For the first time in two years rents grew 4 percent year-over-year, beating out home values in April, which appreciated at an annual rate of three percent, according to Zillow Real Estate Market Reports. This intensified a “rental crisis” and signaled that home values increasing at a normal rate.
April home values rose from March to a national Zillow Home Value Index of $178,400, a 3 percent increase over last April, Zillow reports. Meanwhile, the Zillow Rent Index (ZRI) rose four percent year-over-year to $1,364.

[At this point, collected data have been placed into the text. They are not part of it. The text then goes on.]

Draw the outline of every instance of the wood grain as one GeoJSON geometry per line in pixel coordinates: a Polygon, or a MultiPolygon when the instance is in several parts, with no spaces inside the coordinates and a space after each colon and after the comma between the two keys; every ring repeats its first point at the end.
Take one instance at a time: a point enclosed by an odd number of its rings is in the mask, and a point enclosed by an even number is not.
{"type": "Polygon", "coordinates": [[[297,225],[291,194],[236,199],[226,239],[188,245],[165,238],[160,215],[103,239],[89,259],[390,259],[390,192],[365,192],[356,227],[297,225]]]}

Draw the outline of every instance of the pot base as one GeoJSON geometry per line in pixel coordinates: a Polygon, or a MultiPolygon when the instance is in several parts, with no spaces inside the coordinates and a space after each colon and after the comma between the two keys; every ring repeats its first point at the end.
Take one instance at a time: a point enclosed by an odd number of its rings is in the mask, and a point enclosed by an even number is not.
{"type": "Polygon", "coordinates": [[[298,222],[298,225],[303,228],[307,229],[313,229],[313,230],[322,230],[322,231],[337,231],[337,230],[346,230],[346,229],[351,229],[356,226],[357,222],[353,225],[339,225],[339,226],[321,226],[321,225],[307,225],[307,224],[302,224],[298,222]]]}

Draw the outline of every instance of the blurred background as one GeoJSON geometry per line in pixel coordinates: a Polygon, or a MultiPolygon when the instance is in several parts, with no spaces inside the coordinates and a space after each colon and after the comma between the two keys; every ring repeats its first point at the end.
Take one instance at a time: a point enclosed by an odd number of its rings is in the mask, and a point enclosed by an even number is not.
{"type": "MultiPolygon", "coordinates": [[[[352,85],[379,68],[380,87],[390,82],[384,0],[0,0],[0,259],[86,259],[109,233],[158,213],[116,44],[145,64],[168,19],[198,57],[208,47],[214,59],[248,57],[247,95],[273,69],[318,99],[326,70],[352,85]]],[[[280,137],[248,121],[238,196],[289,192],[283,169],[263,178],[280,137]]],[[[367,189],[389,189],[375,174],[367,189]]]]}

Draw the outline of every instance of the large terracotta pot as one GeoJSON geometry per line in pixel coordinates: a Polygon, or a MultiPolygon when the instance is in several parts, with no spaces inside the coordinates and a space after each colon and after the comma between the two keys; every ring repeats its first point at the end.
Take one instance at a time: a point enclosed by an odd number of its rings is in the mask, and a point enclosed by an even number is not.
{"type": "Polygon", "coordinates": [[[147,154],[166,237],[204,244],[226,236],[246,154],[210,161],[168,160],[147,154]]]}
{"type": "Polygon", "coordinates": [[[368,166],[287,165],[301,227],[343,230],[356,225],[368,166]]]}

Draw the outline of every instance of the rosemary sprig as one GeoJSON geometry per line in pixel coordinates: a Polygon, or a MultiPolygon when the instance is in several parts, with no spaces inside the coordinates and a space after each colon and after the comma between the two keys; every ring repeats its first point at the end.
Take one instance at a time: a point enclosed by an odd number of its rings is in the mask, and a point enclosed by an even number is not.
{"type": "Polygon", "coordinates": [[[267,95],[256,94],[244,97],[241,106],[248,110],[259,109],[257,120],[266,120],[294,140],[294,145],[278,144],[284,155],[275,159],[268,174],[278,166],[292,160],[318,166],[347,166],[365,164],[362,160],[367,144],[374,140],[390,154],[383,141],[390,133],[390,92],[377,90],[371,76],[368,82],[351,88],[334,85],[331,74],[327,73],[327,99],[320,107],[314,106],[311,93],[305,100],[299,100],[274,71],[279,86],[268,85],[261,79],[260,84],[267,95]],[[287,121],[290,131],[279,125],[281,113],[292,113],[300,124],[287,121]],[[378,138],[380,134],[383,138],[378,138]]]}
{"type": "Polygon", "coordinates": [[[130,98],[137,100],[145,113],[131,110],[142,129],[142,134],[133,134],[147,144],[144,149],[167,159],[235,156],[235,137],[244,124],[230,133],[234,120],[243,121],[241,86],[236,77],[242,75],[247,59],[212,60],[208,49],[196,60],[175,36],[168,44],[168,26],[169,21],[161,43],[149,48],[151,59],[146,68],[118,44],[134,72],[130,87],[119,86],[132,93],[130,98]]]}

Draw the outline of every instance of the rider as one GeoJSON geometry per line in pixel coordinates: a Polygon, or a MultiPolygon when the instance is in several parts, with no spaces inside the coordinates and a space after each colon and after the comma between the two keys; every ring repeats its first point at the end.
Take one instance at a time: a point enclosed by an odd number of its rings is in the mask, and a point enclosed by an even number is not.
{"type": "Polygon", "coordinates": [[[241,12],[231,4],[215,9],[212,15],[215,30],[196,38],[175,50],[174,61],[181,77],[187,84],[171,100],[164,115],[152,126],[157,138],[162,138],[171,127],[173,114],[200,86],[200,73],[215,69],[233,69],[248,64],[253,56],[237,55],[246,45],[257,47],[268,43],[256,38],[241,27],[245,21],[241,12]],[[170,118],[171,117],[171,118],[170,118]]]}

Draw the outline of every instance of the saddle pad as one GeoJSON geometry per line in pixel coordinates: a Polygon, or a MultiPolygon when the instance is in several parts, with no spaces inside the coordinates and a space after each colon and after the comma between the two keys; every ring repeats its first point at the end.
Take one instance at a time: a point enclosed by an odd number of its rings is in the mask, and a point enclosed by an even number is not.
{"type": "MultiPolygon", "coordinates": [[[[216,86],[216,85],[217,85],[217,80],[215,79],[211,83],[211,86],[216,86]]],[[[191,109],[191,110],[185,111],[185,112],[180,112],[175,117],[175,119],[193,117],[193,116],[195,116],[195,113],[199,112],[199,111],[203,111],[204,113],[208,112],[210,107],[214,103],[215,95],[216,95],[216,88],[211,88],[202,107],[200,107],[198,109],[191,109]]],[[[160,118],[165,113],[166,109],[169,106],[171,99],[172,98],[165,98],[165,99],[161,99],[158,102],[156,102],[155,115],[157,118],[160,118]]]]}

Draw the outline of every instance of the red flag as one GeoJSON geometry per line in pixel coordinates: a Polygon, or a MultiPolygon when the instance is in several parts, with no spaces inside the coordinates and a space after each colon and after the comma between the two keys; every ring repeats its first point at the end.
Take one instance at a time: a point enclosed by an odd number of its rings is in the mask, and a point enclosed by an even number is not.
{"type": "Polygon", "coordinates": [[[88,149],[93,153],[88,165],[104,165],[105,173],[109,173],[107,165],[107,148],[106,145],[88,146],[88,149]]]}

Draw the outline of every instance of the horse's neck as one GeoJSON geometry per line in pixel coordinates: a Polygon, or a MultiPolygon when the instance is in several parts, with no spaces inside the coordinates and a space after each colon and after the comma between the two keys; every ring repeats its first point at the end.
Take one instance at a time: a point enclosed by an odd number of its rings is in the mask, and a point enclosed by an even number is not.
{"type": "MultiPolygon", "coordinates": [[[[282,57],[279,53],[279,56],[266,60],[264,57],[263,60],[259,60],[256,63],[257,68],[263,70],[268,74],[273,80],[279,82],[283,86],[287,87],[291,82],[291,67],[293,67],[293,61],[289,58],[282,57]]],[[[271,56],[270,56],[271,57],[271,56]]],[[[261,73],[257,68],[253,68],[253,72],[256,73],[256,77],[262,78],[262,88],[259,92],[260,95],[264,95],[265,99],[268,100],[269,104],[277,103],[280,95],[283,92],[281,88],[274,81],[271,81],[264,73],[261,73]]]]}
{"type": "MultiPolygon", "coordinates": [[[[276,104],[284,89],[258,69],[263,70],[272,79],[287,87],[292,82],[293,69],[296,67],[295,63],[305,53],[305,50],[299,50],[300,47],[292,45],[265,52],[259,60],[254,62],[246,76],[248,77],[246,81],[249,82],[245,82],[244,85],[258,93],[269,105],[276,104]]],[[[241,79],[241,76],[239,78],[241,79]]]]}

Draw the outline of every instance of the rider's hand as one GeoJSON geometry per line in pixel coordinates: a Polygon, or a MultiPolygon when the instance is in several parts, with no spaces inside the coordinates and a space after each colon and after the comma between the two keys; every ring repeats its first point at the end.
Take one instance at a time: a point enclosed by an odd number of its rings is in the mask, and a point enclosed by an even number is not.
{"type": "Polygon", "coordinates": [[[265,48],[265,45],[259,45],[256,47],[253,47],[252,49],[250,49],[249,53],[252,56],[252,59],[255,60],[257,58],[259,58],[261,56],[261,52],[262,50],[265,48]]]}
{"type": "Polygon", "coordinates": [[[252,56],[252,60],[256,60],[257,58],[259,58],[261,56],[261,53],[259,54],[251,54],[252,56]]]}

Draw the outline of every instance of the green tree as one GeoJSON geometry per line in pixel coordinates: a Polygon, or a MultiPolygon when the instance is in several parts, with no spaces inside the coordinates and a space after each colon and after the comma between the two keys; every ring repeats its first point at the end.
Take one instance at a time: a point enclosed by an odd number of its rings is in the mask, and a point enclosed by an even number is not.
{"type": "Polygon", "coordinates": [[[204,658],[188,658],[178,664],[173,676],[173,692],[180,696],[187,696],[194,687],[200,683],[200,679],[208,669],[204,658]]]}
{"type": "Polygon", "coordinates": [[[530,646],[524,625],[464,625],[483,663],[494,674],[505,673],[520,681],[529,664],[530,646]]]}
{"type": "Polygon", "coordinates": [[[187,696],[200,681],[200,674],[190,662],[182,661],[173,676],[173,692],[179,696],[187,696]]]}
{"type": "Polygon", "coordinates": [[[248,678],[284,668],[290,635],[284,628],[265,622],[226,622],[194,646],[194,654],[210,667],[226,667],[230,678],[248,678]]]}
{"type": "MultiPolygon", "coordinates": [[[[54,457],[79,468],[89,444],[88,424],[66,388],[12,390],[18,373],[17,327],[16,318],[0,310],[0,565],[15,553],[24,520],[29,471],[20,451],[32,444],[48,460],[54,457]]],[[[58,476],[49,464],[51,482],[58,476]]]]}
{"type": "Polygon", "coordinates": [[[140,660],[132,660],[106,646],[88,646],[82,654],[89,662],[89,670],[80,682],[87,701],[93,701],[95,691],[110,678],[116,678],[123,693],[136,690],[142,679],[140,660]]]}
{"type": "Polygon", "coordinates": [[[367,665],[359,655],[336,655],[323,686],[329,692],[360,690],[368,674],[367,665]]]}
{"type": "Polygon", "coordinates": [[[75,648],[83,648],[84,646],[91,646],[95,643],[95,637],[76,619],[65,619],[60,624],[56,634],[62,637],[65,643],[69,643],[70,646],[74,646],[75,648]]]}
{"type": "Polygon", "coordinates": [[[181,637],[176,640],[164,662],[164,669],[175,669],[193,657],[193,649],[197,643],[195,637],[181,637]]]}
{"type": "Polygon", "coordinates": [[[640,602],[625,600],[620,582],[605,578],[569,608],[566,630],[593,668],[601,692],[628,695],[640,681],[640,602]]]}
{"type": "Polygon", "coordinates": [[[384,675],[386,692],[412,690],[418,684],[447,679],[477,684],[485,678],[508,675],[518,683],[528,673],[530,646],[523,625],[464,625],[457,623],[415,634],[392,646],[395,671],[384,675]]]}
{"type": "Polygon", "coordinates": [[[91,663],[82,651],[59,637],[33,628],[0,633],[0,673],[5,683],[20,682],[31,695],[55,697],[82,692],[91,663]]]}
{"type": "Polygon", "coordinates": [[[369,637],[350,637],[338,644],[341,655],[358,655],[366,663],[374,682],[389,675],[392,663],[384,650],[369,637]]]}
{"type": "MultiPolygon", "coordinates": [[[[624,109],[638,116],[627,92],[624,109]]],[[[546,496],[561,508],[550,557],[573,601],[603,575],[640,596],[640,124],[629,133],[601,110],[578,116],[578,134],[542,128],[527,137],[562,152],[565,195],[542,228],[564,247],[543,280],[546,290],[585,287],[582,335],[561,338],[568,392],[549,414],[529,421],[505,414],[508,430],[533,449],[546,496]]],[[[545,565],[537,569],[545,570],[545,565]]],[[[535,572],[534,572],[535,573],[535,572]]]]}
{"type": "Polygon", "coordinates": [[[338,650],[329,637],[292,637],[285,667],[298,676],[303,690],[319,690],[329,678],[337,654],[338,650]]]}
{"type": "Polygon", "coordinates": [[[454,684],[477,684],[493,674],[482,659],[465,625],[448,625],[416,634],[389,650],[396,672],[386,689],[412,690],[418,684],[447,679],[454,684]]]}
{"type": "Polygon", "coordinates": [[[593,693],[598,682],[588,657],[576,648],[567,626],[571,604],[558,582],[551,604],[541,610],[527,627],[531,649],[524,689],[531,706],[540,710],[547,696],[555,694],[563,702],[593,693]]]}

After years of home-value increases due to the improving economy rents and home values switched positions, according to the report. Home values peaked in 2007, and then crashed during the Great Recession between 2008 and 2010. They have since gradually increased and returned to their peak levels in many markets. Although home values have been up and down for the past decade, rents have been steadily rising and are now higher than ever before.
“More income going to rent means less going to savings for a down payment and other costs, keeping renters renting longer and feeding into the high demand that is contributing to rising rents in the first place,” said Dr. Stan Humphries, Zillow chief economist. “This cycle will be difficult to break, and is a symptom of the imbalances that still exist in the housing market as we struggle to get back to normal. New construction and rising wages will help, but neither is coming very quickly."
For several months, rental growth has exceeded home value growth in some of the nation’s largest markets, the report said. San Francisco rents started rising more quickly than home values in July 2014, and are growing more every year, and Boston rent growth has topped home values since August 2014. Rents grew faster than home values in 20 of the 35 largest U.S. housing markets. Home value growth is expected to slow further in the second half of the year as the for-sale housing market stabilizes.
Home buying has become more affordable than renting due to low mortgage rates, Zillow says. On average, U.S. homebuyers can expect to spend about 15.3 percent of their income each month on a typical house payment, while renters can expect to spend about 30 percent on a monthly rent payment.
"There are tremendous incentives to get into homeownership these days: mortgage access is improving, interest rates are low, and home values remain below prior peaks," Humphries said. "But it will be increasingly difficult for many renters to realize these benefits as this country's growing rental affordability crisis continues to worsen.”